Deploying ONNX Runtime Web

This document provides some guidance on how to deploy ONNX Runtime Web in a production environment.

Contents

Assets

When deploying ONNX Runtime Web in a production environment, the following assets are required:

  • JavaScript code bundle: The JavaScript code bundle that contains the application code and maybe the ONNX Runtime Web JavaScript code as well, depending on the how the application is built.

  • WebAssembly binaries: The WebAssembly binary file(s) of ONNX Runtime Web library.

  • Model file(s): The ONNX model file(s) that you want to run in the browser.

JavaScript code bundle

The JavaScript code bundle is usually a minified JavaScript file that contains the application code, generated by a bundler such as Webpack, Rollup or ESBuild. Depending on the bundler’s configuration, the ONNX Runtime Web JavaScript code may be included in the bundle or not (if specified as an external dependency).

Conditional Importing

To reduce the size of the JavaScript code bundle, you can use Conditional Importing to import only the necessary parts of ONNX Runtime Web library. For example, you can import onnxruntime-web/wasm if you only uses the WebAssembly execution provider, which can reduce the size of the JavaScript code bundle.

Inlined worker

The ONNX Runtime Web JavaScript code include 3 inlined source code:

  1. the web worker for proxy feature
  2. the web worker for WebAssembly multi-threading feature
  3. the WebAssembly entry generated by function.toString() required by (2) for multi-threading feature

The use of inlined worker helps to keep ONNX Runtime Web to a single JavaScript file, which is easier to deploy and use. However, it may not work in some environments, such as Content Security Policy (CSP) restricted environments. See Security considerations for more details.

WebAssembly binaries

The standard ONNX Runtime Web library includes the following WebAssembly binary files:

File SIMD Multi-threading JSEP Training
ort-wasm.wasm
ort-wasm-simd.wasm ✔️
ort-wasm-threaded.wasm ✔️
ort-wasm-simd-threaded.wasm ✔️ ✔️
ort-wasm-simd.jsep.wasm ✔️ ✔️
ort-wasm-simd-threaded.jsep.wasm ✔️ ✔️ ✔️
ort-training-wasm-simd.wasm ✔️ ✔️

The columns indicate whether the feature is supported by the WebAssembly artifact.

  • SIMD: whether the Single Instruction, Multiple Data (SIMD) feature is supported.
  • Multi-threading: whether the WebAssembly multi-threading feature is supported.
  • JSEP: whether the JavaScript Execution Provider (JSEP) feature is enabled. This feature powers the WebGPU and WebNN execution providers.
  • Training: whether the training feature is enabled.

When deploying ONNX Runtime Web in a production environment, you should consider which WebAssembly binary file(s) to include in the application.

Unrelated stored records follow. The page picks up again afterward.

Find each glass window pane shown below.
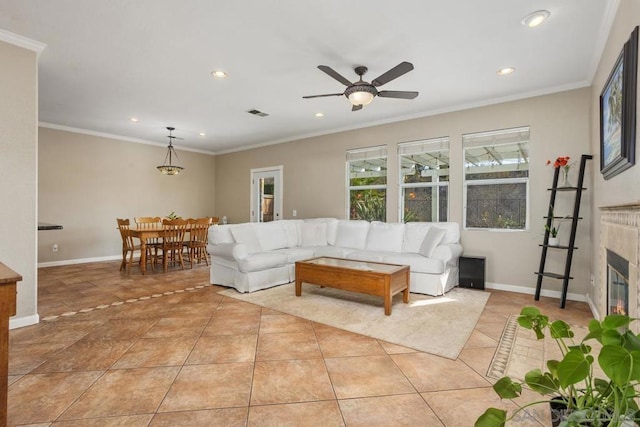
[349,189,387,222]
[403,186,449,222]
[466,183,527,230]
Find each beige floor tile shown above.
[247,400,345,427]
[144,311,211,338]
[316,328,387,358]
[338,393,443,427]
[51,414,153,427]
[422,387,540,427]
[85,319,158,340]
[202,312,260,336]
[251,359,336,405]
[260,314,313,334]
[33,339,135,373]
[390,353,489,392]
[158,363,253,412]
[256,331,322,361]
[112,337,197,369]
[187,335,258,365]
[7,372,102,425]
[325,356,416,399]
[149,407,247,427]
[60,367,179,420]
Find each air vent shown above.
[247,108,269,117]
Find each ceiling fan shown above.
[303,61,418,111]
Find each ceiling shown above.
[0,0,618,153]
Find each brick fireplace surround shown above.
[597,201,640,326]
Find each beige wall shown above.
[216,88,592,294]
[0,41,38,326]
[38,128,216,263]
[589,0,640,314]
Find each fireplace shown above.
[607,249,629,314]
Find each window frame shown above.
[397,136,451,223]
[462,126,531,233]
[345,145,389,222]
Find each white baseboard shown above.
[485,282,587,302]
[38,255,122,268]
[9,314,40,329]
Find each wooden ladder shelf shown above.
[535,154,593,308]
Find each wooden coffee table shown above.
[296,257,409,316]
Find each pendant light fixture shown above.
[157,126,184,175]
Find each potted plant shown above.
[475,307,640,427]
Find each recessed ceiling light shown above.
[211,70,228,79]
[522,10,551,28]
[497,67,516,76]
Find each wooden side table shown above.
[0,262,22,426]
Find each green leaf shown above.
[549,320,574,339]
[524,369,559,394]
[598,345,640,387]
[474,408,507,427]
[558,350,591,388]
[493,377,522,399]
[602,314,631,329]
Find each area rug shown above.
[219,283,489,359]
[487,315,599,381]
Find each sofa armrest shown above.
[432,243,462,264]
[207,243,249,261]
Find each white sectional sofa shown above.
[207,218,462,295]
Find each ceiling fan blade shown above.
[303,93,344,99]
[318,65,351,86]
[371,61,413,86]
[378,90,418,99]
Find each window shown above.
[462,127,529,230]
[347,146,387,221]
[398,138,449,222]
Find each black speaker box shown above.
[459,256,486,289]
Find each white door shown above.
[251,166,282,222]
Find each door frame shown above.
[249,165,284,222]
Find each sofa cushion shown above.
[238,252,287,273]
[345,251,398,262]
[300,222,327,247]
[279,219,303,248]
[402,222,431,254]
[419,226,447,258]
[209,225,235,245]
[276,247,314,264]
[365,221,404,253]
[335,220,369,250]
[231,223,262,254]
[304,218,338,246]
[254,221,289,251]
[384,253,444,274]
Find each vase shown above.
[560,166,571,187]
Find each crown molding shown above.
[0,28,47,56]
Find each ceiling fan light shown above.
[522,10,551,28]
[349,91,373,105]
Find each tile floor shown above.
[8,262,590,427]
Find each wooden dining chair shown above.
[133,216,162,270]
[158,219,188,273]
[185,218,211,268]
[116,218,140,271]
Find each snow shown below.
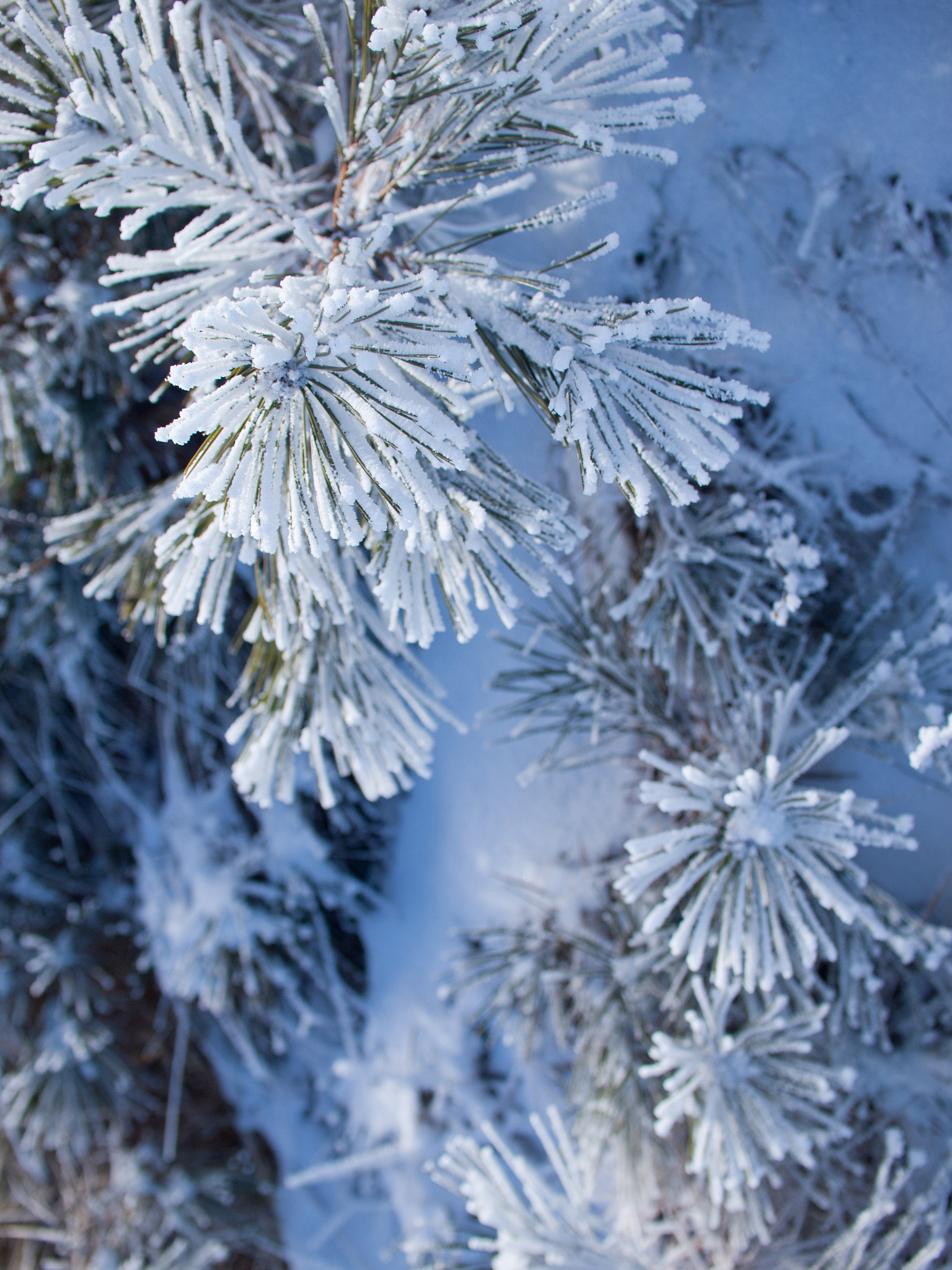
[251,0,952,1266]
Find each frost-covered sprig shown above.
[490,587,679,784]
[138,749,361,1062]
[641,975,852,1241]
[467,290,769,514]
[159,280,471,555]
[5,0,321,361]
[340,0,703,215]
[160,270,578,627]
[227,602,452,806]
[610,492,825,698]
[617,685,919,992]
[810,1128,952,1270]
[431,1108,684,1270]
[834,585,952,784]
[0,1000,132,1163]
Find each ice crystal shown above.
[641,975,852,1238]
[617,687,917,992]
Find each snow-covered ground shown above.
[216,0,952,1268]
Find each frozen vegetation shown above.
[0,0,952,1270]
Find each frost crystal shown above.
[617,687,917,992]
[0,0,766,802]
[641,975,852,1238]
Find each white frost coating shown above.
[615,686,919,992]
[165,281,477,555]
[909,714,952,772]
[0,0,766,797]
[640,975,853,1224]
[429,1108,665,1270]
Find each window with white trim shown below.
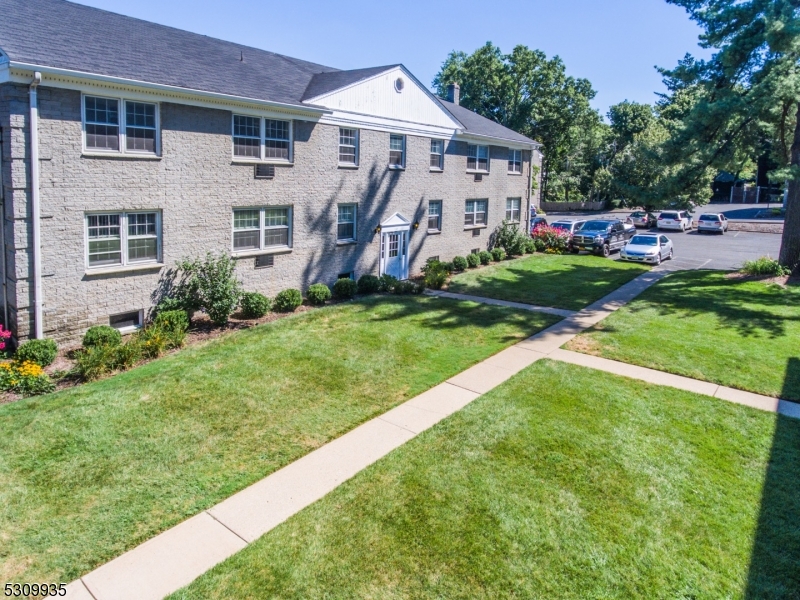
[431,140,444,171]
[389,133,406,169]
[232,115,292,162]
[233,206,292,252]
[467,144,489,173]
[428,200,442,231]
[508,148,522,173]
[83,96,159,155]
[339,127,358,165]
[86,211,161,268]
[506,198,522,223]
[336,204,358,242]
[464,200,489,227]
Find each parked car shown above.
[550,221,586,239]
[657,210,693,231]
[697,213,728,234]
[531,217,547,233]
[619,233,675,265]
[625,210,658,229]
[569,219,633,257]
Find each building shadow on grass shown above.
[745,358,800,600]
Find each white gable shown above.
[306,67,459,128]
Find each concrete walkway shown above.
[66,269,800,600]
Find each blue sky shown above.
[80,0,707,114]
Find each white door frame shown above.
[379,213,411,280]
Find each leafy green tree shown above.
[662,0,800,268]
[433,42,602,204]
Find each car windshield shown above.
[581,221,611,231]
[631,235,658,246]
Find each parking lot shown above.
[547,206,781,270]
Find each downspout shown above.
[30,71,44,339]
[0,132,8,329]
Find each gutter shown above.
[8,61,332,116]
[30,71,44,339]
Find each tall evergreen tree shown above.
[662,0,800,269]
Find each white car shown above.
[619,233,675,265]
[697,213,728,234]
[656,210,692,231]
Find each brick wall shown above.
[0,85,530,341]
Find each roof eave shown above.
[7,60,331,116]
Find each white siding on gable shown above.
[307,69,458,128]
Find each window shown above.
[508,148,522,173]
[339,127,358,165]
[86,212,161,267]
[125,102,156,154]
[464,200,489,227]
[506,198,522,223]
[467,144,489,173]
[83,96,158,154]
[233,206,292,252]
[389,134,406,168]
[336,204,356,241]
[233,115,292,162]
[431,140,444,171]
[428,200,442,231]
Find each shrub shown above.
[333,278,358,300]
[380,273,397,292]
[453,256,467,271]
[422,260,449,290]
[175,252,242,326]
[239,292,272,319]
[531,225,570,254]
[0,358,56,397]
[306,283,331,306]
[272,288,303,312]
[492,220,528,256]
[358,275,381,294]
[15,339,58,367]
[83,325,122,348]
[742,256,792,277]
[151,310,189,348]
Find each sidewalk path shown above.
[66,269,800,600]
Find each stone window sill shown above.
[84,263,165,277]
[231,246,292,258]
[81,152,161,160]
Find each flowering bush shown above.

By default, ONNX Runtime Web JavaScript code will check the environment and load the appropriate WebAssembly binary file(s) automatically. This means you should include all combinations of WebAssembly binary file(s) in the deployment for the best compatibility.

However, when your application code imports ONNX Runtime Web with WebGPU or WebNN support, you can just include the 2 WebAssembly binary file(s) for JSEP. Furthermore, if you set the ort.env.wasm.numThreads to 1, you can just include file ort-wasm-simd.jsep.wasm in your deploy.

Ensure the WebAssembly binary file(s) are correctly served

You should ensure that the WebAssembly binary file(s) are correctly served on the server. If you didn’t copy the necessary WebAssembly binary file(s) when building the application, or if the WebAssembly binary file(s) are not in the expected path, ONNX Runtime Web will fail to initialize.

Override WebAssembly file path

ONNX Runtime Web tries to locate the WebAssembly binary file(s) by using the relative path of the JavaScript code bundle. If the WebAssembly binary file(s) are not located in the same directory as the JavaScript code bundle, you can override the file path by setting the value of ort.env.wasm.wasmPaths.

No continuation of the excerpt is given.